This week, representatives of the European Commission and the US Government met in New York for the ninth round of negotiations over the proposed trade and investment agreement between the European Union and the United States [http://trade.ec.europa.eu/doclib/events/index.cfm?id=1287]. The agreement will be known as the TTIP. If adopted, it will impact the economies and lives on both sides of the Atlantic, in a way and to an extent we are unable to predict.
Among other things, the TTIP is expected to include a set of provisions offering direct rights to companies willing to invest on the respective opposite sides of the pond. The effectiveness of these rights is to be secured by giving those investors the right to sue the United States, or the EU/Member States before an international arbitral tribunal, bypassing local courts.
This is one of the main arguments the opponents of the TTIP raise in their materials and during the protests, especially in Europe. What they fear is the perspective of US corporations taking European states to international arbitration in disregard of the rule of law and the system of the European and national courts. It is feared in particular that those corporations will challenge European regulations in such areas as protection of the environment, consumers, food safety, or energy.
Accordingly, it is now customary that the TTIP negotiations sessions are preceded with waves of protests across the entire Europe. The protests originating from Western Europe spilled also over to Poland. To the extent I am familiar with, the Polish protesters against the TTIP are using the same arguments as their Western counterparts.
Here is why this copycat approach is simply unjustified.
The fact is that none of the Western European members of the European Union currently have a similar arrangement with the United States. This means that for those states, the entry into force of the TTIP with its expected provisions on resolution of disputes between states and investors, will bring about an important qualitative change.
This is extremely significant, since those states are the greatest recipients of US investments, and most European investments in the US also originate from those states. Most Western European states also have little or no experience with claims from investors. Accordingly, the fears in the western part of Europe may be understood to some extent.
However, this is not true for Poland or for most other states that joined the EU in 2004 or later.
Unlike its Western partners in the European Union, Poland already has an international agreement with the United States that allows US nationals and corporations to start international arbitrations against Poland, precisely on the grounds indicated by the TTIP opponents. That agreement was signed in 1990.
Over the last 25 years, only 5 arbitrations were started against Poland based on that treaty.
This is not much at all.
There are a few reasons, explaining in a rational way, why this has been the case:
It is not easy to establish that the state has acted in breach of its international obligations. International law is quite demanding in this respect and the burden of proof is on the investor. This holds true for any investment treaty arbitration, whether inside or outside Europe.
Over the last 25 years, Poland has made impressive progress as a state. Poland’s accession to the European Union was an important stimulus for bringing potentially deficient areas of conduct into line with the minimum standards applicable in the most developed European countries.
International arbitration is expensive. Few businesses are willing to invest several million dollars in a process of which the outcome is highly uncertain.
Instead of making war against Poland, US businesses have pragmatically preferred to make money in the country.
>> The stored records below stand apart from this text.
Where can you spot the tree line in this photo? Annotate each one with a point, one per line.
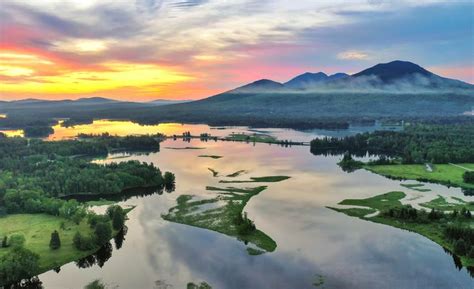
(418, 143)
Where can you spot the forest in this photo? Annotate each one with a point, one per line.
(35, 177)
(416, 144)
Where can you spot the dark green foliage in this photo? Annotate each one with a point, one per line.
(468, 177)
(35, 175)
(169, 180)
(470, 254)
(416, 144)
(245, 226)
(460, 247)
(117, 215)
(55, 242)
(19, 263)
(84, 243)
(348, 164)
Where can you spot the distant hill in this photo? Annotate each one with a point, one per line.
(395, 70)
(160, 102)
(259, 86)
(310, 80)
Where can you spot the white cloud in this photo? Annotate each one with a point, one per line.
(353, 55)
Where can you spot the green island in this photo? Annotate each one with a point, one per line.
(223, 214)
(451, 229)
(42, 225)
(210, 156)
(269, 179)
(428, 153)
(416, 187)
(237, 173)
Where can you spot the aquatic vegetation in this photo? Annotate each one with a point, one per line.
(442, 204)
(237, 173)
(227, 218)
(452, 231)
(185, 148)
(210, 156)
(416, 187)
(446, 174)
(214, 172)
(268, 179)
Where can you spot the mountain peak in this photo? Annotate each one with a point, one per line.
(262, 84)
(390, 71)
(306, 79)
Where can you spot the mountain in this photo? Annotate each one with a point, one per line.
(312, 80)
(401, 75)
(338, 75)
(388, 72)
(259, 85)
(159, 102)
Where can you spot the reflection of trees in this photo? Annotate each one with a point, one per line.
(120, 237)
(104, 254)
(100, 257)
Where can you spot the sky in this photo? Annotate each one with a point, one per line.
(189, 49)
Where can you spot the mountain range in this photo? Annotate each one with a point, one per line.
(398, 89)
(396, 75)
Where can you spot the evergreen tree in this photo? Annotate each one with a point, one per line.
(55, 242)
(460, 247)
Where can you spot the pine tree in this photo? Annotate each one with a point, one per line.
(55, 242)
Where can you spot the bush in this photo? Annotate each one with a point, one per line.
(84, 243)
(460, 247)
(103, 233)
(55, 242)
(468, 177)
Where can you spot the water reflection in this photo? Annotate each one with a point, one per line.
(312, 240)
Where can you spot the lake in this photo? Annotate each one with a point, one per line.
(316, 247)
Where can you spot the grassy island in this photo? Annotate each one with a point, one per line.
(449, 225)
(223, 214)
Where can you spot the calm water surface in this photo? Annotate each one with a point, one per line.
(312, 240)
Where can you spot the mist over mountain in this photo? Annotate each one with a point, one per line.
(396, 89)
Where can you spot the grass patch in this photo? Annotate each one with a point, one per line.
(236, 174)
(185, 148)
(254, 252)
(210, 156)
(416, 187)
(445, 174)
(100, 202)
(220, 214)
(37, 229)
(440, 203)
(433, 230)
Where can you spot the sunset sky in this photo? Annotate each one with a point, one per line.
(151, 49)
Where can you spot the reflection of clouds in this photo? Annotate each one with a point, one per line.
(348, 252)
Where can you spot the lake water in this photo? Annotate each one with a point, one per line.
(313, 242)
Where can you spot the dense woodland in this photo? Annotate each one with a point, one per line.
(36, 173)
(416, 144)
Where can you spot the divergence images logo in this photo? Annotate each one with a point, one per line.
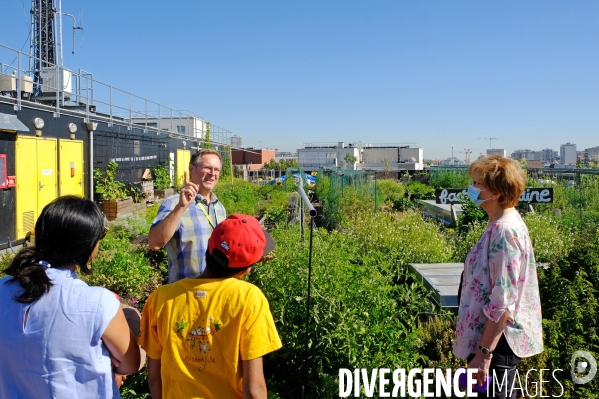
(580, 367)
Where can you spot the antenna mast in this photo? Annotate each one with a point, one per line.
(43, 45)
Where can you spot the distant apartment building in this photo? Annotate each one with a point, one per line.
(359, 156)
(529, 155)
(592, 154)
(549, 156)
(567, 154)
(288, 156)
(253, 157)
(497, 151)
(236, 141)
(452, 162)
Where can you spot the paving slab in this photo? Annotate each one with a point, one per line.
(441, 279)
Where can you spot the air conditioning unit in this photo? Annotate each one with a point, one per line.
(8, 85)
(49, 84)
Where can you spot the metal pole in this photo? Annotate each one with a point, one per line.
(375, 191)
(307, 376)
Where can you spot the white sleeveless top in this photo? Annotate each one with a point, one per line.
(59, 353)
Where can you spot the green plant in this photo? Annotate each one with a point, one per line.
(391, 191)
(471, 215)
(5, 261)
(349, 160)
(129, 226)
(107, 186)
(162, 176)
(136, 193)
(207, 140)
(420, 190)
(122, 268)
(275, 215)
(359, 318)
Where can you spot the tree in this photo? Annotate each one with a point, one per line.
(349, 160)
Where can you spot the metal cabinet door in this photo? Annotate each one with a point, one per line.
(183, 157)
(71, 167)
(47, 173)
(26, 173)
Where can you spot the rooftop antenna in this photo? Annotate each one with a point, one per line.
(490, 139)
(44, 40)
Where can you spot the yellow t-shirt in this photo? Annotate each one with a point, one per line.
(201, 329)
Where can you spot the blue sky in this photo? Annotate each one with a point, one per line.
(283, 73)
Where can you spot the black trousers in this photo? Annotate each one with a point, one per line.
(502, 371)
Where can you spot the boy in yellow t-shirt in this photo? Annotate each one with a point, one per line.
(205, 337)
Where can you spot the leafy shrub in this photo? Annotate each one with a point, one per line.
(437, 335)
(472, 215)
(129, 226)
(400, 238)
(465, 241)
(390, 190)
(420, 190)
(549, 239)
(570, 312)
(122, 268)
(106, 185)
(238, 198)
(151, 213)
(162, 176)
(456, 178)
(357, 318)
(275, 215)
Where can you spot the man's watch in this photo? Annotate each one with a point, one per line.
(485, 351)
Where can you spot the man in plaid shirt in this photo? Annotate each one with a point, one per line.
(186, 220)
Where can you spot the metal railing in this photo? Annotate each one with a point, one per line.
(97, 100)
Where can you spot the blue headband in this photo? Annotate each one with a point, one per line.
(44, 264)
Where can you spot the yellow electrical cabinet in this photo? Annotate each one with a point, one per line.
(183, 157)
(36, 172)
(71, 167)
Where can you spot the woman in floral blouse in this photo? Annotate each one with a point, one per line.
(499, 318)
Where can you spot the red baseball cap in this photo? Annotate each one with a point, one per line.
(241, 239)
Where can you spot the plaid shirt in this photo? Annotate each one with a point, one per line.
(187, 248)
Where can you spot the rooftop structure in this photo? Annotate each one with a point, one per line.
(361, 156)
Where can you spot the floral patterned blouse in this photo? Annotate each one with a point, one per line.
(500, 274)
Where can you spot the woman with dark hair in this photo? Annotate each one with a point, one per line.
(60, 337)
(499, 317)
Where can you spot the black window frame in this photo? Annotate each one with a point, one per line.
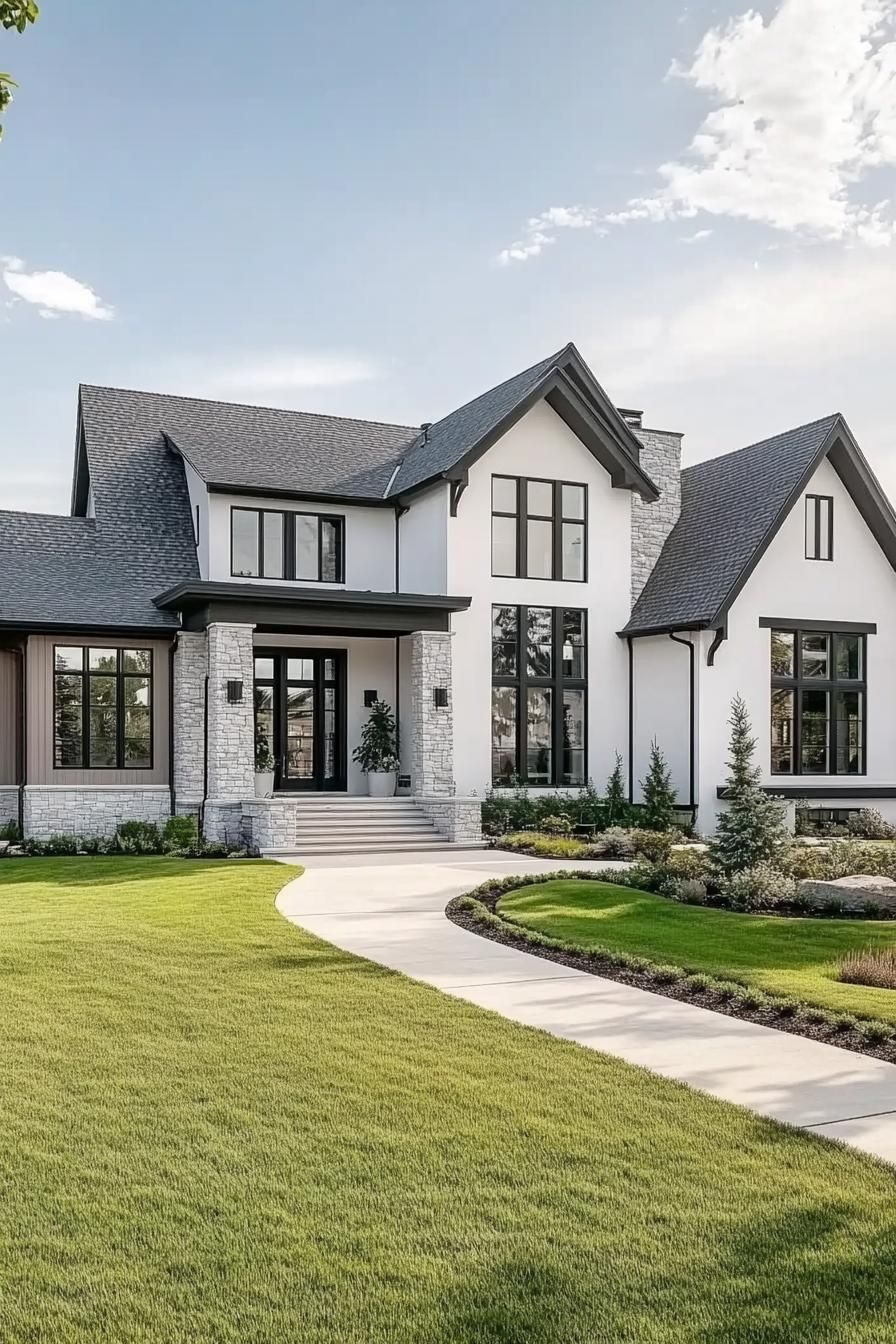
(288, 561)
(813, 512)
(558, 682)
(556, 518)
(121, 676)
(798, 684)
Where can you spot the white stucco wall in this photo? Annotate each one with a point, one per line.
(856, 586)
(423, 542)
(539, 445)
(661, 686)
(370, 540)
(370, 667)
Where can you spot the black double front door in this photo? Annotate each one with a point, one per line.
(300, 715)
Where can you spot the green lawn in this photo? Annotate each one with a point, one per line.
(782, 956)
(215, 1129)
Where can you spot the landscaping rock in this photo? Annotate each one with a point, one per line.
(853, 894)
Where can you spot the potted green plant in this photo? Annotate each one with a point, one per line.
(263, 768)
(376, 753)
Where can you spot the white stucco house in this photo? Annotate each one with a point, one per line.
(532, 583)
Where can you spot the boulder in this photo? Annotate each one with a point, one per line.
(852, 893)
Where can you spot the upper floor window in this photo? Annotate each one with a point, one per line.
(817, 702)
(538, 528)
(101, 708)
(273, 544)
(820, 527)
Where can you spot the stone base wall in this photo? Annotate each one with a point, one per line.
(8, 804)
(460, 820)
(53, 809)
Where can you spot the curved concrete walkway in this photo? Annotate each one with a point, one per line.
(391, 910)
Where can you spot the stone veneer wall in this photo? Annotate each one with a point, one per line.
(93, 809)
(652, 523)
(231, 727)
(188, 766)
(433, 738)
(460, 820)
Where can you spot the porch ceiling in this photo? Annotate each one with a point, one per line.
(309, 609)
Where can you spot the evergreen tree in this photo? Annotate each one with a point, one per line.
(617, 801)
(658, 794)
(752, 827)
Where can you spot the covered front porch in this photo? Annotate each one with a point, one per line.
(298, 671)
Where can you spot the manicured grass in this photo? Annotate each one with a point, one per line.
(794, 957)
(216, 1129)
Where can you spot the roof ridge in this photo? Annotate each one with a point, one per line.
(249, 406)
(770, 438)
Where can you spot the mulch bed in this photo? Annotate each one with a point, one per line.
(595, 964)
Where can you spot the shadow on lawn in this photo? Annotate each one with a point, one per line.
(802, 1276)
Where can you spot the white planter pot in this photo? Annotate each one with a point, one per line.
(380, 784)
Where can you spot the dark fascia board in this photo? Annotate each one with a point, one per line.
(199, 593)
(860, 481)
(822, 790)
(568, 402)
(274, 492)
(783, 622)
(644, 631)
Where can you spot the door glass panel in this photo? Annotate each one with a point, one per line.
(300, 733)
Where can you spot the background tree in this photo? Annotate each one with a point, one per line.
(14, 14)
(752, 827)
(617, 799)
(658, 794)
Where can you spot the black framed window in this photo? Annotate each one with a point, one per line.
(818, 702)
(538, 528)
(539, 695)
(276, 544)
(820, 527)
(101, 708)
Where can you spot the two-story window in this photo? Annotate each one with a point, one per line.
(101, 708)
(539, 528)
(817, 702)
(820, 527)
(539, 695)
(280, 544)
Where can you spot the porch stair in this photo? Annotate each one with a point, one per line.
(339, 824)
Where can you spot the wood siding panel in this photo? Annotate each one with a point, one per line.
(8, 715)
(39, 712)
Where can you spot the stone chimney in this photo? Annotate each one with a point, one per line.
(652, 523)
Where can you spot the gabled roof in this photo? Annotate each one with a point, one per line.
(732, 507)
(448, 448)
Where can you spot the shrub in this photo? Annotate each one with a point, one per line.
(556, 825)
(139, 837)
(869, 967)
(868, 824)
(760, 887)
(751, 829)
(658, 794)
(180, 832)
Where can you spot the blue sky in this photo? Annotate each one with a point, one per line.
(382, 208)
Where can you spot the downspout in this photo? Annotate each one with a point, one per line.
(692, 729)
(630, 718)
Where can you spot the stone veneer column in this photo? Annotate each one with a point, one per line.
(652, 523)
(433, 735)
(231, 727)
(191, 665)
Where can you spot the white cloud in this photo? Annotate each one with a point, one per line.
(53, 292)
(805, 109)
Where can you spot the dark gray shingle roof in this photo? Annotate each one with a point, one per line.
(258, 446)
(730, 506)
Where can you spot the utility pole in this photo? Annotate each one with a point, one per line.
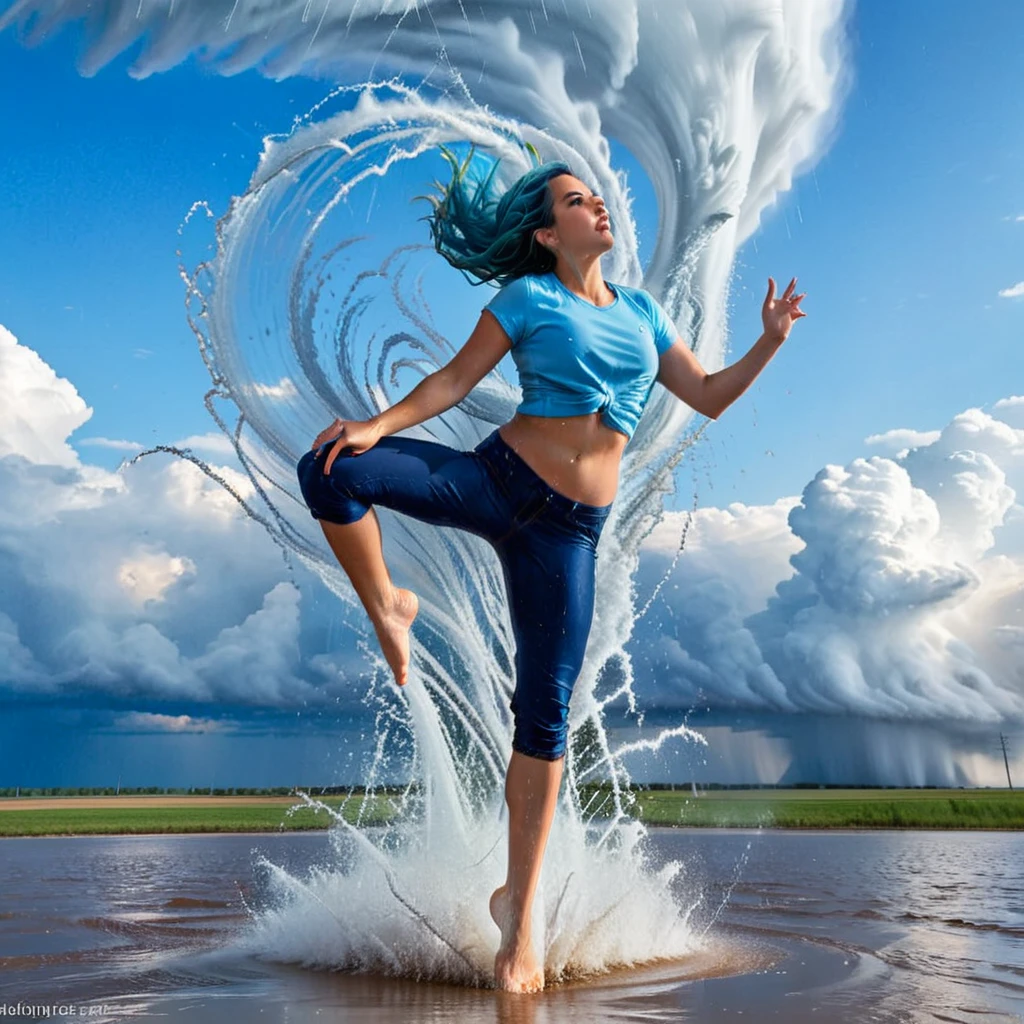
(1003, 740)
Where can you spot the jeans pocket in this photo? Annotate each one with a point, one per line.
(531, 509)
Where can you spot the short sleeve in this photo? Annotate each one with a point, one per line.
(665, 330)
(511, 307)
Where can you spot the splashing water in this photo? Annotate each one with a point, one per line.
(299, 320)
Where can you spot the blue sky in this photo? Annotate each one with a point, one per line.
(903, 235)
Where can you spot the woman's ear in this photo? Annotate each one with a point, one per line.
(547, 241)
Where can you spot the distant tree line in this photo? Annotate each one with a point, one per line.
(336, 791)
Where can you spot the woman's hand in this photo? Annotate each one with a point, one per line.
(359, 435)
(778, 314)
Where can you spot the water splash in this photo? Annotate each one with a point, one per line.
(299, 320)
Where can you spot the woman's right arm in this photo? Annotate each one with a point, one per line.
(441, 390)
(431, 396)
(448, 386)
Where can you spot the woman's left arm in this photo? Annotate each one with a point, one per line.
(711, 394)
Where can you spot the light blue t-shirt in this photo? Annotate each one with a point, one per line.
(574, 357)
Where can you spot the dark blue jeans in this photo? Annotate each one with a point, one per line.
(547, 545)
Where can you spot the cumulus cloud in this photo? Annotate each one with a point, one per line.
(886, 590)
(900, 440)
(111, 442)
(150, 582)
(143, 721)
(878, 593)
(39, 410)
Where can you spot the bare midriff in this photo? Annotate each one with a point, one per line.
(578, 456)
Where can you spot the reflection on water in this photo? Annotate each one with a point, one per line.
(801, 927)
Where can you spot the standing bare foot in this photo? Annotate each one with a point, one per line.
(392, 631)
(515, 965)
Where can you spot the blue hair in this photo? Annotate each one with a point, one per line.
(488, 238)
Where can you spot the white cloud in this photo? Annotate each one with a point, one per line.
(285, 388)
(882, 595)
(118, 445)
(142, 721)
(902, 439)
(892, 587)
(216, 443)
(147, 574)
(148, 582)
(38, 410)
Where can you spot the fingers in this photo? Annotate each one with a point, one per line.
(336, 428)
(332, 455)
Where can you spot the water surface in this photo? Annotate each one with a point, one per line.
(852, 926)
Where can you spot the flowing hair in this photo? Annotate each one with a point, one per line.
(488, 238)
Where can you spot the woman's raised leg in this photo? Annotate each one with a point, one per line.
(424, 479)
(358, 548)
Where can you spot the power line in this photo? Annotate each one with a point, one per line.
(1006, 760)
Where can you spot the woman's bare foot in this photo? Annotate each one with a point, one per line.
(515, 966)
(392, 631)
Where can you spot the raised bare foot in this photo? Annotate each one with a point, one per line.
(392, 631)
(515, 966)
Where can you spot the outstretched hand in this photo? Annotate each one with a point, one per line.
(778, 314)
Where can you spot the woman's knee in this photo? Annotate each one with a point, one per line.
(541, 723)
(324, 494)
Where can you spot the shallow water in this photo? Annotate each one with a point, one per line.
(853, 926)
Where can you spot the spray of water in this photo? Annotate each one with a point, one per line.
(299, 318)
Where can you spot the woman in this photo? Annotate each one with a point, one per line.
(539, 487)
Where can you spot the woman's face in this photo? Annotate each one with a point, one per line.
(582, 225)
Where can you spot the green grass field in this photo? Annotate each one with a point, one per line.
(835, 808)
(722, 808)
(230, 817)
The gains from good relations with the state with a large, but a highly regulated market, clearly surpass the benefits of going into a multi-year legal battle.
During the same period, not a single case was started by a Polish investor against the United States, even though the treaty works both ways. This is most likely because of the same reasons explained above, but also because the presence of Polish capital on the US market has been incomparably lower than vice-versa.
How would the TTIP change this landscape?
Although the final text of the TTIP is largely unknown, protection of investors under the TTIP is likely to be lower than under the existing 1990 agreement. This is because of the change in approach to the investor-state dispute settlement provisions that was taken by both the United States (since 2004), and the European Union in its most recent treaties.
For example, the existing 1990 treaty does not impose any time limitations on the legal actions of investors. This means an investor may at any time bring a case based on an investment made in the mid-90s. Conversely, the TTIP is supposed to introduce strict limitation provisions.
Another example: the 1990 treaty describes the obligations of states toward investors in a very general manner, which effectively allows investors to complain about any state-related measures taken in almost any sector, including the environment, for example. The TTIP will likely introduce a number of complicated exceptions and definitions, effectively limiting or diluting potential responsibility of the US, EU and the Member States for some of the measures.
In short, for the eastern part of Europe, the TTIP would effectively limit the risk of aggressive claims from US businesses. The existing treaty will likely be replaced by long and complicated provisions, making the prospects of investors winning a case even more costly and uncertain.
Frankly, if the Polish opponents of the investor-state dispute settlement provisions would like to achieve their goal, they should rather support the idea of the TTIP replacing the existing treaties, rather than fighting for the TTIP to be rejected.
Another interesting thing is that the hype created by the TTIP opponents has probably done more for the marketing of the Investor-State Dispute Settlement than a hundred law firms would have been able to do in a decade.
This may indeed help Polish and other CEE companies to think more proactively about protecting their overseas investments with the aid of the same mechanism. This, however, is a topic for a different post.